A população de idosos têm crescido no Brasil e no mundo, e conforme esse grupo ganha mais espaço na sociedade as estratégias e condutas que as pessoas idosas devem tomar para ter mais qualidade de vida ganham mais importância. Um desses cuidados é o de garantir um bom funcionamento do cérebro, protegendo a memória, raciocínio e outras funções.


Para chamar atenção para essa mudança nas sociedades e seus desafios, foi criado, pelo Senado Federal, o Dia Nacional do Idoso, comemorado em 27 de setembro. A Organização das Nações Unidas (ONU) também aprovou, em 1990, a criação do Dia Internacional do Idoso, celebrado no dia 1 de outubro.

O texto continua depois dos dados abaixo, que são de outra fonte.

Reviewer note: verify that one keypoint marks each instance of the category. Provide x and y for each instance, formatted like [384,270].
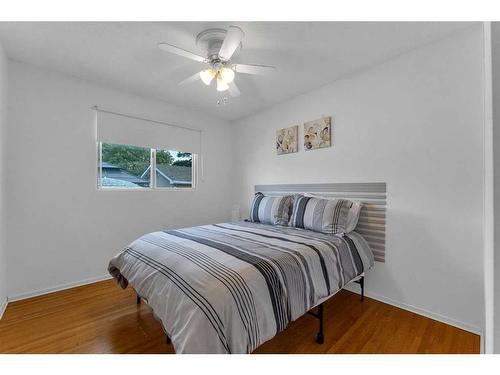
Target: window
[174,169]
[129,167]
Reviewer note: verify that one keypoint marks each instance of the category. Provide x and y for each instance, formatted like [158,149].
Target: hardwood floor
[103,318]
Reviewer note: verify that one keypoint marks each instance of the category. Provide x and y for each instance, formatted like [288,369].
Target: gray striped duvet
[228,288]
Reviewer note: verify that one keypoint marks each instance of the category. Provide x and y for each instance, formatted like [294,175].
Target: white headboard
[373,196]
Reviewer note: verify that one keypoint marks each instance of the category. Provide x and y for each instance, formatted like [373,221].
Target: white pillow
[352,216]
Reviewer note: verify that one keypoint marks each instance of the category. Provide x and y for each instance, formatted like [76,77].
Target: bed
[230,287]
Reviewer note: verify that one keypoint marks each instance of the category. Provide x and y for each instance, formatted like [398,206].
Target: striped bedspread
[228,288]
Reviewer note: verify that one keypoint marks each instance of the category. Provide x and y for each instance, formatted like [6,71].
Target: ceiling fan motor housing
[210,41]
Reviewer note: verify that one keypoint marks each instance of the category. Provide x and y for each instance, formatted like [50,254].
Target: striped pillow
[321,215]
[271,210]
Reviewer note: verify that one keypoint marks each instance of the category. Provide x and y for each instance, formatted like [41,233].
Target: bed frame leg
[320,338]
[362,285]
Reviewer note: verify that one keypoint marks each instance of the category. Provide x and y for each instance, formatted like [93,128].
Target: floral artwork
[318,133]
[287,140]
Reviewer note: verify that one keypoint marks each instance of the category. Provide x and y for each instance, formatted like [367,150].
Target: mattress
[229,287]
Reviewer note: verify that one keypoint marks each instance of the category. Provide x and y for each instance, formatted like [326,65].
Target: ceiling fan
[220,45]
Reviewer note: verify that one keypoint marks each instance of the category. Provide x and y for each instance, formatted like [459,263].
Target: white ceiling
[124,55]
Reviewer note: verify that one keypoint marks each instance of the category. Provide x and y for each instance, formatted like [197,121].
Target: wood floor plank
[102,318]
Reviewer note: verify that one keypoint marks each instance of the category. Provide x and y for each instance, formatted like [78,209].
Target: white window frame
[152,180]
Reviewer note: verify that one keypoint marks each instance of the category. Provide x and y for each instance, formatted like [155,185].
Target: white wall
[3,126]
[416,123]
[495,37]
[61,230]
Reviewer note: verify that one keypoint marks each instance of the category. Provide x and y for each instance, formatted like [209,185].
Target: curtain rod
[96,108]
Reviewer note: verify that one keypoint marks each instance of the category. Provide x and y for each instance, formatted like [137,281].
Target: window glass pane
[174,169]
[125,167]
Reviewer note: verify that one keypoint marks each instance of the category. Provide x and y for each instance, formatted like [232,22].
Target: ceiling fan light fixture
[221,85]
[227,75]
[207,76]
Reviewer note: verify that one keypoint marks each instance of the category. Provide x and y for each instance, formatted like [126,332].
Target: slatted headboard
[373,214]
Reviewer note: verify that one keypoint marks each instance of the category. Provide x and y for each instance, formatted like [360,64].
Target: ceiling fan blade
[253,69]
[234,91]
[195,77]
[232,40]
[181,52]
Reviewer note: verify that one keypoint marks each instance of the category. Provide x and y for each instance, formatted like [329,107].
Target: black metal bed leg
[320,338]
[362,285]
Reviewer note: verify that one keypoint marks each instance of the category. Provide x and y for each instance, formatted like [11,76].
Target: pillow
[271,210]
[328,216]
[352,220]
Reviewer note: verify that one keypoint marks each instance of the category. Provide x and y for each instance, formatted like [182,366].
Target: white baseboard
[417,310]
[39,292]
[3,307]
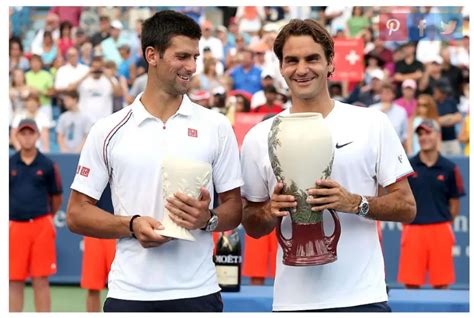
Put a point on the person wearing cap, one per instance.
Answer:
(103, 32)
(246, 76)
(35, 195)
(259, 97)
(425, 109)
(368, 155)
(427, 242)
(210, 41)
(396, 113)
(127, 67)
(111, 44)
(41, 82)
(408, 99)
(453, 73)
(449, 117)
(70, 72)
(369, 94)
(271, 105)
(97, 90)
(151, 272)
(431, 75)
(32, 111)
(409, 67)
(73, 125)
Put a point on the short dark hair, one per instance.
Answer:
(270, 89)
(297, 27)
(64, 25)
(158, 30)
(97, 58)
(388, 86)
(36, 57)
(72, 93)
(17, 40)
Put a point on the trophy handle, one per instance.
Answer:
(334, 238)
(285, 244)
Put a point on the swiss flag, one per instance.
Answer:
(348, 60)
(85, 171)
(192, 132)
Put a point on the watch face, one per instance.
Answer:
(365, 208)
(211, 226)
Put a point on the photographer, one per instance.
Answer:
(97, 91)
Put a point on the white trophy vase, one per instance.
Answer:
(185, 176)
(300, 148)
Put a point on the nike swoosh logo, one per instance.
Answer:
(343, 145)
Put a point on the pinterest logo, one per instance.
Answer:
(393, 27)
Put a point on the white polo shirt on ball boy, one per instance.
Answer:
(127, 149)
(368, 152)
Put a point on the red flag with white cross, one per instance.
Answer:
(348, 60)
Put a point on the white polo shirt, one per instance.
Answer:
(126, 149)
(372, 155)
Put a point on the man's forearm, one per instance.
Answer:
(396, 206)
(230, 214)
(257, 219)
(87, 219)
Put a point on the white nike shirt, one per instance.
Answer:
(127, 149)
(368, 152)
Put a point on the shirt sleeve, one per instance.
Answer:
(256, 187)
(55, 186)
(455, 184)
(392, 161)
(226, 172)
(91, 173)
(60, 126)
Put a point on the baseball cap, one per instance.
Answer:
(443, 85)
(436, 59)
(267, 73)
(206, 24)
(428, 125)
(377, 73)
(271, 27)
(28, 123)
(409, 83)
(221, 28)
(116, 24)
(200, 95)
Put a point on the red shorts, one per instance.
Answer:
(260, 256)
(96, 262)
(427, 249)
(32, 248)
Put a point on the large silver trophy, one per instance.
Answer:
(301, 150)
(185, 176)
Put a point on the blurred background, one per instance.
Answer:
(417, 51)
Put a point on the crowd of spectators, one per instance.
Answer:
(83, 63)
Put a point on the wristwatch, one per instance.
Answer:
(363, 206)
(212, 223)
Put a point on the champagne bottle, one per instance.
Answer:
(228, 261)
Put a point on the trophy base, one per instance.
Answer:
(182, 235)
(309, 260)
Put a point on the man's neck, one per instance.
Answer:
(429, 157)
(323, 105)
(28, 155)
(159, 103)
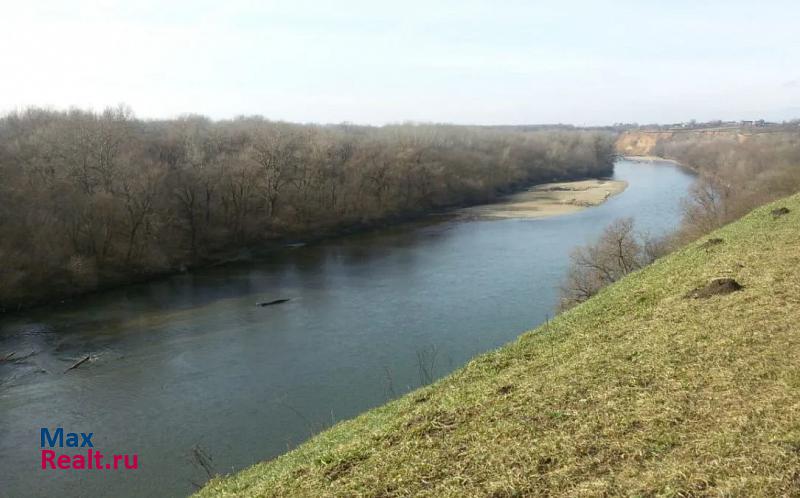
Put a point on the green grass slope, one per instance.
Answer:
(640, 391)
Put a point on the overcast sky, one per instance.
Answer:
(460, 61)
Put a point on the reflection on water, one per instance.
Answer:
(191, 360)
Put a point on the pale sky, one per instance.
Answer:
(373, 62)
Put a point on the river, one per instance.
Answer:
(190, 361)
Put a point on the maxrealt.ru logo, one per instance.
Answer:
(92, 459)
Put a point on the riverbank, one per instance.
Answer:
(645, 389)
(549, 199)
(57, 296)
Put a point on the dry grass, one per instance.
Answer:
(640, 391)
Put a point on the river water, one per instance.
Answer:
(190, 361)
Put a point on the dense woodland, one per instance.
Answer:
(736, 172)
(88, 199)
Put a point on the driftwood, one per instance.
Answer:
(78, 363)
(271, 303)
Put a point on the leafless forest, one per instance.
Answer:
(89, 200)
(736, 173)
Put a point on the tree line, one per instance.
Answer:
(735, 174)
(91, 199)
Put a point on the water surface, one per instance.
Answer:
(190, 360)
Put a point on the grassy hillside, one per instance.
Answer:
(640, 391)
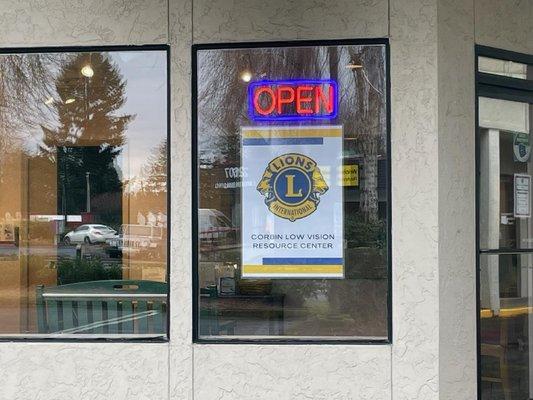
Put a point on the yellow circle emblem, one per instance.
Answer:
(292, 185)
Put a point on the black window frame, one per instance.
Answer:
(502, 88)
(195, 48)
(113, 48)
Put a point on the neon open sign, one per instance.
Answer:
(291, 100)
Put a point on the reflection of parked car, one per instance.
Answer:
(90, 233)
(215, 228)
(135, 238)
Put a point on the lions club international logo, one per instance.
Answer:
(292, 185)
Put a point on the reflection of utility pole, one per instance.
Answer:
(87, 175)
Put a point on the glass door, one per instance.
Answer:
(505, 228)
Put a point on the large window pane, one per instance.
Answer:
(292, 199)
(505, 174)
(506, 326)
(83, 209)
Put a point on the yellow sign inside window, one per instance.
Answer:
(350, 175)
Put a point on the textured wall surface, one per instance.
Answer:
(82, 22)
(244, 20)
(505, 24)
(414, 199)
(292, 372)
(457, 258)
(432, 161)
(99, 371)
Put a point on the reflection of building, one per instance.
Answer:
(436, 350)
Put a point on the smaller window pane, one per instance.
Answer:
(506, 324)
(507, 68)
(506, 169)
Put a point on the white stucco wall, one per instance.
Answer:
(433, 354)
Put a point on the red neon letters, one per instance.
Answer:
(279, 100)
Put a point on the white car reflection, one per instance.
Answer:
(89, 233)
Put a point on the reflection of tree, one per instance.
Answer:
(25, 84)
(155, 172)
(151, 195)
(370, 111)
(222, 110)
(90, 133)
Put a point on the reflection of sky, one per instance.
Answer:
(145, 74)
(146, 93)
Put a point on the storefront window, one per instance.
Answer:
(505, 275)
(293, 193)
(83, 194)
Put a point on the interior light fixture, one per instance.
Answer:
(246, 76)
(87, 71)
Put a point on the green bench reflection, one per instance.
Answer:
(103, 307)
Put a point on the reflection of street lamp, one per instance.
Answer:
(87, 175)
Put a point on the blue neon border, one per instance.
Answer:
(295, 117)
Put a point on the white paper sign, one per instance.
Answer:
(522, 185)
(292, 216)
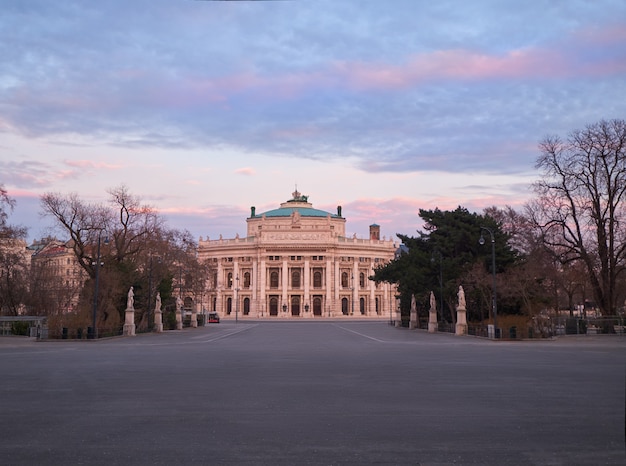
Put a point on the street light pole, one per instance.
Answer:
(493, 270)
(237, 299)
(94, 329)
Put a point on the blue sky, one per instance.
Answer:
(206, 108)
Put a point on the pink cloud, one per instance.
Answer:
(85, 164)
(248, 171)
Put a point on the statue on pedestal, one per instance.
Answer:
(461, 321)
(432, 314)
(130, 302)
(461, 296)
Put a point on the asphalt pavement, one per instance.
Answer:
(316, 393)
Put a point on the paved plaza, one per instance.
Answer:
(298, 393)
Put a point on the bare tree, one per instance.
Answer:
(580, 206)
(13, 266)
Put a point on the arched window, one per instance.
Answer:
(295, 278)
(317, 306)
(295, 306)
(188, 304)
(273, 306)
(317, 279)
(274, 279)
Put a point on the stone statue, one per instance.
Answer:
(130, 302)
(157, 306)
(461, 298)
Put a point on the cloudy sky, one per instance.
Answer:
(205, 108)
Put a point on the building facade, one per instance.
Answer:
(296, 262)
(56, 277)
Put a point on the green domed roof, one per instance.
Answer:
(299, 204)
(303, 211)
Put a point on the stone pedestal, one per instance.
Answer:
(413, 321)
(432, 321)
(179, 319)
(129, 323)
(194, 319)
(158, 321)
(461, 322)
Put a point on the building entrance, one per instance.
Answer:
(295, 306)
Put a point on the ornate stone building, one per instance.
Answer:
(296, 262)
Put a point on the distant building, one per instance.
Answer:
(56, 275)
(296, 262)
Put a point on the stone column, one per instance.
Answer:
(254, 301)
(356, 283)
(307, 288)
(262, 287)
(326, 312)
(285, 277)
(129, 321)
(432, 314)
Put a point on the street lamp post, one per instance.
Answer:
(493, 270)
(237, 299)
(352, 295)
(97, 264)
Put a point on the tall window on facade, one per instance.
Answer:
(317, 279)
(295, 279)
(273, 306)
(317, 306)
(274, 279)
(295, 306)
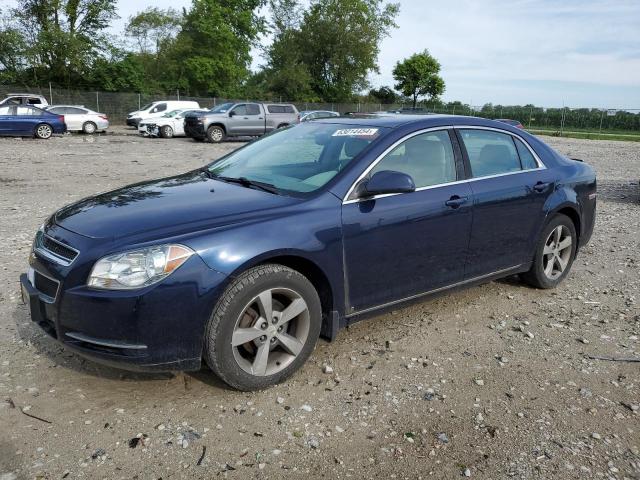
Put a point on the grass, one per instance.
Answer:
(588, 135)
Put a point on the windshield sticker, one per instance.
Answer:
(356, 132)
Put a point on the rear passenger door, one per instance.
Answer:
(510, 187)
(400, 245)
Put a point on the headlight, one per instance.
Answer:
(137, 268)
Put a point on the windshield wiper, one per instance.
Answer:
(244, 181)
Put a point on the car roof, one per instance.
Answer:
(398, 120)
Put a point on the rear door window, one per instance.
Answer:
(240, 109)
(427, 158)
(490, 153)
(526, 158)
(253, 109)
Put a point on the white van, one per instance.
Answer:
(157, 109)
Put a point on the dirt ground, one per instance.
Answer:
(493, 382)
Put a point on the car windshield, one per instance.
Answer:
(297, 159)
(222, 108)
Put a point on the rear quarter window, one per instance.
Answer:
(490, 153)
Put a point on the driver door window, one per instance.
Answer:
(427, 158)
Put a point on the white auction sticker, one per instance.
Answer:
(356, 132)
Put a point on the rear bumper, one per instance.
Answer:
(159, 328)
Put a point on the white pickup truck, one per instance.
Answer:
(242, 119)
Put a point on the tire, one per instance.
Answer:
(239, 316)
(89, 128)
(216, 134)
(553, 260)
(43, 131)
(166, 132)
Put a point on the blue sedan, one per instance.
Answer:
(244, 263)
(29, 121)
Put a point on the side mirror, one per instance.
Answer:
(385, 182)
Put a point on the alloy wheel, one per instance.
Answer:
(557, 252)
(271, 331)
(44, 131)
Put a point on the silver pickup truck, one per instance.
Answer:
(239, 120)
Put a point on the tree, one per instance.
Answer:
(64, 36)
(153, 27)
(213, 47)
(384, 95)
(418, 76)
(339, 42)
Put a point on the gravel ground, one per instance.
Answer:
(491, 382)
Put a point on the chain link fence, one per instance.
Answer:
(554, 120)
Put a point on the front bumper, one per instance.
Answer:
(159, 328)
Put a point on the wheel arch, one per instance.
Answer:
(313, 272)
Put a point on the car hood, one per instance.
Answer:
(167, 207)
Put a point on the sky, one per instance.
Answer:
(578, 53)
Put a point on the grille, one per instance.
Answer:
(45, 285)
(54, 249)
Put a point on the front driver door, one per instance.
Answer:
(401, 245)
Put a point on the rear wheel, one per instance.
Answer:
(215, 134)
(89, 128)
(43, 131)
(555, 253)
(263, 328)
(166, 132)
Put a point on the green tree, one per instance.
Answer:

No Brasil, por exemplo, é esperado que os idosos sejam quase 30% da população até 2050, e que a partir de 2030 o País tenha mais pessoas acima de 60 anos do que pessoas entre 0 e 14 anos. A expectativa de vida atual, que ainda deve crescer, é de 79,7 anos.


Além de alguns cuidados e mudanças no cotidiano conforme envelhecemos, a população idosa se deparou com um novo problema em 2020: a pandemia do novo coronavírus. Por fazerem parte do grupo de risco para a doença, os idosos precisam ter cuidados redobrados, junto com a necessidade de praticar o isolamento social.


Thais Bento Lima da Silva, professora do curso de gerontologia da Escola de Artes, Ciências e Humanidades da Universidade de São Paulo (EACH - USP), afirma que esse cenário levou a impactos na rotina dos idosos, que também influenciam o bem-estar psicológico desse grupo, demandando uma ressignificação de suas rotinas.


“Muitos eram frequentadores de centros de convivência, atividades culturais, programas com vínculos estabelecidos, que foram afetados pelo distanciamento social. Isso implica em mudanças na rotina, nos objetivos, e até de significado de vida”, comenta Thais. A consequência, assim, é o surgimento de pensamentos mais ansiosos, estresse e sintomas da depressão. 


Outro problema é que, dentro de casa, as atividades que podem ser feitas são limitadas, em especial para aqueles com difícil acesso à internet ou falta de conhecimentos para navegar na rede. Esse cenário acaba sendo propício, também, para uma rotina mais parada, que gera menos estímulos para o cérebro e leva a efeitos no órgão e em suas funções.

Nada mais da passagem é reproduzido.